Подхватив бутылку вина, подаренную Оберином, он возвращается к ней. Наполнив бокалы, садится напротив неё. Они ничего не говорят, чокаясь. Никаких пожеланий, никаких обещаний, ничего из того, что принято говорить друг другу. Он делает глоток, глядя на неё поверх шарообразного бокала. Её взгляд успел потухнуть и теперь в ней снова сквозит холод, даже, если она не показывает его. Что ей необходимо? Как привлечь её? Задаривать цветами, конфетами и плюшевыми медведями? Это не к нему. Он не романтик, с тех пор, как увидел сорванные им полевые цветы в комнате той, кому они не предназначались. Отдав тот букет Лизе, Кэт навсегда отвратила его от желания ухаживать. И вот теперь, он сидит напротив её дочери и пытается придумать, хоть что-нибудь, способное её удивить.

— Вкусно, — произносит он, чувствуя, как во рту тает нежная рыба. — Очень.

— Спасибо, — произносит она, не поднимая на него взгляда. — Я хотела спросить. — Он изгибает брови. — Ты всё время расписываешься, рисуя птичку. Это…

— Пересмешник, — криво улыбается он. — Начал изображать его, добившись некоторых успехов в бизнесе. — Она удивлённо хлопает глазами. — Интересная птичка, между прочим. Умная, хитрая, подражает голосам и звукам. А ещё смелая и агрессивная. — Услышав последнее слова, она фыркает. — В общем, я не смог пройти мимо.

— И не лень же тебе рисовать её, — бормочет она.

— Когда расписываешься на бумагах дорогой перьевой ручкой, чувствуешь себя волшебником.

Она кротко улыбается, продолжая ковыряться вилкой в тарелке. Они ужинают в тишине, лишь изредка перебрасываясь ничего не значащими фразами. Он рассказывает ей о поездке в Мексику. Жалуется на жару, обилие сомбреро на головах местных и непредсказуемость Мартелла. Она смеётся, когда он вспоминает, как обгорел. Она смеётся… Ну неужели.

— Мы поедем с тобой туда через две недели.
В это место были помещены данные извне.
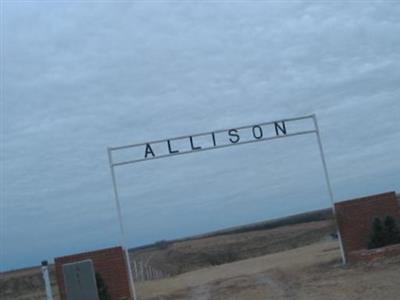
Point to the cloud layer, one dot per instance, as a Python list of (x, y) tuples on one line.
[(78, 77)]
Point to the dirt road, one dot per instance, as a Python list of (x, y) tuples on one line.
[(309, 273)]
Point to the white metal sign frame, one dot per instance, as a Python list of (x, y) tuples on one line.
[(258, 130)]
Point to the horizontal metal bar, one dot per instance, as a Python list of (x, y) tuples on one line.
[(209, 132), (211, 148)]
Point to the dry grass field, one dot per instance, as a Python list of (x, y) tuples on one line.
[(289, 262)]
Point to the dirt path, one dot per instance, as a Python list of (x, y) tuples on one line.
[(308, 273)]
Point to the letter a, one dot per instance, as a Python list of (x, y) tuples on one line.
[(149, 150)]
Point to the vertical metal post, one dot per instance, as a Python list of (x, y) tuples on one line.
[(46, 278), (328, 184), (121, 226)]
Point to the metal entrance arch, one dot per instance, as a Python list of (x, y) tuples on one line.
[(217, 139)]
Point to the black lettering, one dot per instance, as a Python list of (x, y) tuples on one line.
[(170, 149), (234, 133), (214, 142), (149, 150), (193, 146), (280, 128), (260, 132)]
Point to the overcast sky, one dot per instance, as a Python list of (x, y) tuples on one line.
[(78, 77)]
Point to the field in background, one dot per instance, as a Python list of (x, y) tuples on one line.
[(290, 258)]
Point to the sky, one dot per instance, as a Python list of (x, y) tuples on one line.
[(78, 77)]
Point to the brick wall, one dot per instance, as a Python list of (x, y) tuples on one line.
[(109, 263), (373, 254), (355, 218)]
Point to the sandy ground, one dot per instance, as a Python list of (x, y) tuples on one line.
[(309, 273)]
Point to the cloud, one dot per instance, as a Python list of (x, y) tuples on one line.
[(79, 77)]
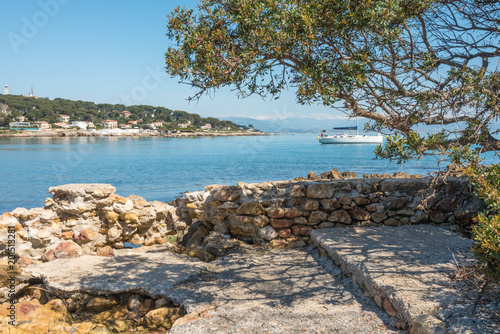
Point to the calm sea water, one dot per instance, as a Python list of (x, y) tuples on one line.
[(162, 168)]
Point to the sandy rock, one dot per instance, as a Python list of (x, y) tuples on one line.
[(340, 216), (250, 208), (267, 233), (320, 190), (63, 250)]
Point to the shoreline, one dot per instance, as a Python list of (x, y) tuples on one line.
[(82, 133)]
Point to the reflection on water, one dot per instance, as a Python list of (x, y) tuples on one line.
[(161, 168)]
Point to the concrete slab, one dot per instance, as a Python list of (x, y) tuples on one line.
[(249, 291), (405, 269)]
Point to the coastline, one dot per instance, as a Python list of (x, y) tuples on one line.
[(82, 133)]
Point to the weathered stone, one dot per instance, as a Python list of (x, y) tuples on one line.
[(277, 244), (313, 176), (267, 233), (392, 222), (112, 217), (101, 303), (349, 175), (330, 204), (427, 324), (250, 208), (345, 200), (301, 230), (105, 251), (317, 217), (437, 217), (63, 250), (320, 190), (361, 200), (275, 212), (158, 318), (311, 205), (378, 217), (340, 216), (297, 191), (281, 223), (359, 214), (226, 194), (292, 213), (285, 233)]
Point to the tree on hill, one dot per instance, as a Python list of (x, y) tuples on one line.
[(400, 63)]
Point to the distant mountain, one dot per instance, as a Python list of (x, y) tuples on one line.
[(291, 124)]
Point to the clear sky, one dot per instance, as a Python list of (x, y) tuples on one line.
[(111, 51)]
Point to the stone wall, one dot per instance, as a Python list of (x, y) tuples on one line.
[(92, 219)]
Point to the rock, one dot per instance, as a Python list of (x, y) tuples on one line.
[(277, 244), (427, 324), (311, 205), (340, 216), (349, 175), (275, 212), (378, 217), (281, 223), (227, 193), (267, 233), (330, 204), (63, 250), (317, 217), (359, 214), (285, 233), (86, 235), (105, 251), (437, 217), (361, 200), (345, 200), (99, 304), (320, 190), (301, 230), (250, 208), (133, 303), (313, 176), (158, 318)]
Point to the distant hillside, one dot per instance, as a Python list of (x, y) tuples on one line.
[(44, 109), (292, 124)]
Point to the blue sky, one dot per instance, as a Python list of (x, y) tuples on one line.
[(111, 52)]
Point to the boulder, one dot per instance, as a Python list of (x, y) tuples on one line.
[(63, 250), (320, 190)]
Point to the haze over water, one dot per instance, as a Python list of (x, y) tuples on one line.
[(162, 168)]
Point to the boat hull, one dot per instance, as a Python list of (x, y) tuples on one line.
[(354, 139)]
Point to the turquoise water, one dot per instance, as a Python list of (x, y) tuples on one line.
[(162, 168)]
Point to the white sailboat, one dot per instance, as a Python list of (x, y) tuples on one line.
[(350, 138)]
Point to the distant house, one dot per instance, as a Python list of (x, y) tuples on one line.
[(62, 125), (125, 113), (19, 125), (42, 125), (110, 124), (4, 109), (79, 124)]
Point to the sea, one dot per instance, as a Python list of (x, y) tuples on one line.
[(164, 168)]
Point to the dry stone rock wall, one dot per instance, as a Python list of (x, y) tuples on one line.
[(92, 219)]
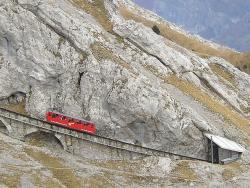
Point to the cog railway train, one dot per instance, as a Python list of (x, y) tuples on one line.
[(80, 125)]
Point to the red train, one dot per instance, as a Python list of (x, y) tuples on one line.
[(71, 123)]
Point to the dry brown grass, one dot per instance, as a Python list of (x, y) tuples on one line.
[(65, 175), (10, 180), (97, 10), (213, 105), (18, 108), (183, 173), (240, 60)]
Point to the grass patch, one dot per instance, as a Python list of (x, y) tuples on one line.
[(10, 180), (98, 181), (97, 9), (183, 173), (65, 175), (240, 60), (213, 105), (220, 71), (18, 108)]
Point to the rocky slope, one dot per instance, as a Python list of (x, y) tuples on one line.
[(86, 59), (100, 60), (91, 59)]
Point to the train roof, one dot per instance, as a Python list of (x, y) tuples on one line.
[(72, 117)]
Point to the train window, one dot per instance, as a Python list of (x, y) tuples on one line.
[(54, 115)]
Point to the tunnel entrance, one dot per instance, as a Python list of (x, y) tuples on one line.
[(44, 139)]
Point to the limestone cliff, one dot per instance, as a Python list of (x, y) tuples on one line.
[(100, 60)]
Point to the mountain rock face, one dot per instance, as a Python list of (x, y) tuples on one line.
[(87, 59), (226, 22)]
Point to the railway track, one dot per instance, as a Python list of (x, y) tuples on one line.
[(109, 142)]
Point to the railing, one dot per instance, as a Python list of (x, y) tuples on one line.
[(109, 142)]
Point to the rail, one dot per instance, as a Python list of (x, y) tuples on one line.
[(109, 142)]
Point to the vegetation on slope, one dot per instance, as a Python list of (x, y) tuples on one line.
[(240, 60)]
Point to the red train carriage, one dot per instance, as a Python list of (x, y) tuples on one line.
[(71, 123)]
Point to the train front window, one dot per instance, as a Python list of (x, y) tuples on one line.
[(54, 115)]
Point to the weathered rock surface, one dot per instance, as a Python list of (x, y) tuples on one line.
[(60, 57)]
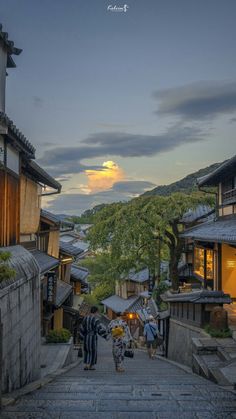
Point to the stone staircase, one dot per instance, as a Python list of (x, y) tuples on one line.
[(231, 310)]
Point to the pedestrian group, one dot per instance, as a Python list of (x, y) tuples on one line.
[(122, 341)]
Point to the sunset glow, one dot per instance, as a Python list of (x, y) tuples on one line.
[(100, 180)]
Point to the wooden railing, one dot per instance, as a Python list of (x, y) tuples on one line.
[(229, 196)]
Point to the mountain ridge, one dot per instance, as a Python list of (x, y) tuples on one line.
[(186, 184)]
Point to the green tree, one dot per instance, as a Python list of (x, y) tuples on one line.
[(139, 232), (102, 275)]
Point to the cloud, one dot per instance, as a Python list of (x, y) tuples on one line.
[(77, 203), (201, 100), (99, 180), (67, 160)]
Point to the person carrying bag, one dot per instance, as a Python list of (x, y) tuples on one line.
[(151, 335)]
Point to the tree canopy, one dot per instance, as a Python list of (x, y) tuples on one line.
[(137, 233)]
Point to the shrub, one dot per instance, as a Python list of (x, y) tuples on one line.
[(215, 333), (58, 336)]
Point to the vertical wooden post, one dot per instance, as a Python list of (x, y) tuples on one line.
[(1, 337)]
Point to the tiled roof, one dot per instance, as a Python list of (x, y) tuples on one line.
[(25, 145), (78, 273), (213, 178), (63, 292), (118, 304), (10, 48), (45, 262), (55, 219), (141, 276), (201, 296), (69, 249), (220, 231), (22, 262), (201, 212)]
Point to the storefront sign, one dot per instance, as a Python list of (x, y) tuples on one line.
[(2, 151), (51, 287), (151, 284)]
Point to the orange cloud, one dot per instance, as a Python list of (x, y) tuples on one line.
[(100, 180)]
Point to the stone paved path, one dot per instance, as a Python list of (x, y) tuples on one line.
[(148, 389)]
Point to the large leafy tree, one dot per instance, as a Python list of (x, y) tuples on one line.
[(137, 233), (101, 275)]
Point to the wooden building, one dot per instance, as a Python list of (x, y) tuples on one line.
[(214, 242)]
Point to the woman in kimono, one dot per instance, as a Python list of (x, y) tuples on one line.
[(90, 328), (121, 336)]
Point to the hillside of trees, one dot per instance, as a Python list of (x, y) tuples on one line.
[(186, 185)]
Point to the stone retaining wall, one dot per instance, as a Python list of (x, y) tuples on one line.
[(180, 341), (20, 317)]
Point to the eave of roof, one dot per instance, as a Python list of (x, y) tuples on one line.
[(220, 231), (198, 297), (45, 262), (213, 178), (22, 142), (69, 249), (10, 48), (118, 304), (79, 274)]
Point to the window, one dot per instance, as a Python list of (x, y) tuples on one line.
[(203, 263)]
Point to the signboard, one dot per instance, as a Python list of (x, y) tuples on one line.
[(51, 287), (151, 284), (2, 151)]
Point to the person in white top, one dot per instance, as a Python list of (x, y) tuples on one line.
[(151, 333)]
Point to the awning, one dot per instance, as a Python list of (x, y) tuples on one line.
[(220, 231), (45, 262)]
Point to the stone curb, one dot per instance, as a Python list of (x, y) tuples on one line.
[(188, 370), (12, 397)]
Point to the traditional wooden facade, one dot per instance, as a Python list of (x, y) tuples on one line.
[(214, 253)]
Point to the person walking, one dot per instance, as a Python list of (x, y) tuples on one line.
[(151, 333), (90, 328), (121, 336)]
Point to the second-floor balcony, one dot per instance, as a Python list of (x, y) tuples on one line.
[(229, 197)]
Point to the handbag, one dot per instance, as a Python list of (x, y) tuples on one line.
[(129, 353), (157, 337), (159, 340)]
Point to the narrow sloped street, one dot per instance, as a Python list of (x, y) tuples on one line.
[(148, 389)]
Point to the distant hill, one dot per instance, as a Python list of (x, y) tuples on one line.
[(185, 185)]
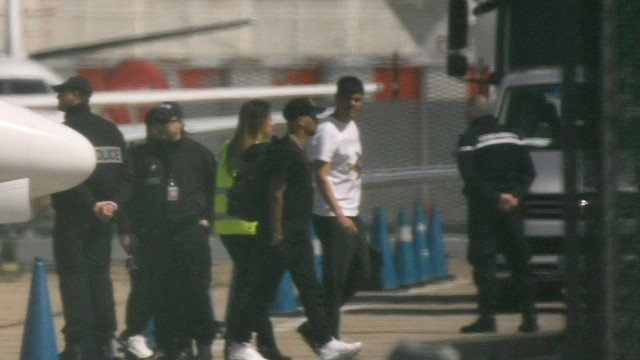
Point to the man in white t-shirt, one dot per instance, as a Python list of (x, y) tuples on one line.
[(337, 153)]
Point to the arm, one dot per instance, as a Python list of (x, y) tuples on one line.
[(322, 169), (470, 175), (210, 170), (276, 203)]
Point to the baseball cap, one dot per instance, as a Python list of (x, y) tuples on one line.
[(77, 83), (163, 113), (300, 107)]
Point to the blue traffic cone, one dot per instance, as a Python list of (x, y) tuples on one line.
[(285, 301), (420, 246), (405, 259), (436, 246), (147, 332), (380, 242), (38, 338), (317, 251)]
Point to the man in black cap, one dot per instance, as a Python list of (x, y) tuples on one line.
[(290, 203), (83, 228), (170, 216)]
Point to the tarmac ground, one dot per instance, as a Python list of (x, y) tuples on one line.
[(380, 320)]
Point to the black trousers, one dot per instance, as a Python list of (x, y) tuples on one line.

Там же будут твои родители, — как бы, между прочим, произносит он. — Мартелл настаивает, чтобы мы остановились у него.

— Судя по твоему лицу, ты не особо рад.

— Верно, — он ухмыляется. — Ты поймёшь почему, когда мы приедем туда.

— Не пытайся меня запугать. После жизни с тобой мне уже не страшно ничего.

— Зараза.

Она улыбается. Очистив тарелки, она засовывает их в посудомоечную машину и, уперев руки в бока, оглядывает чистую кухню, вскользь задевая его взглядом.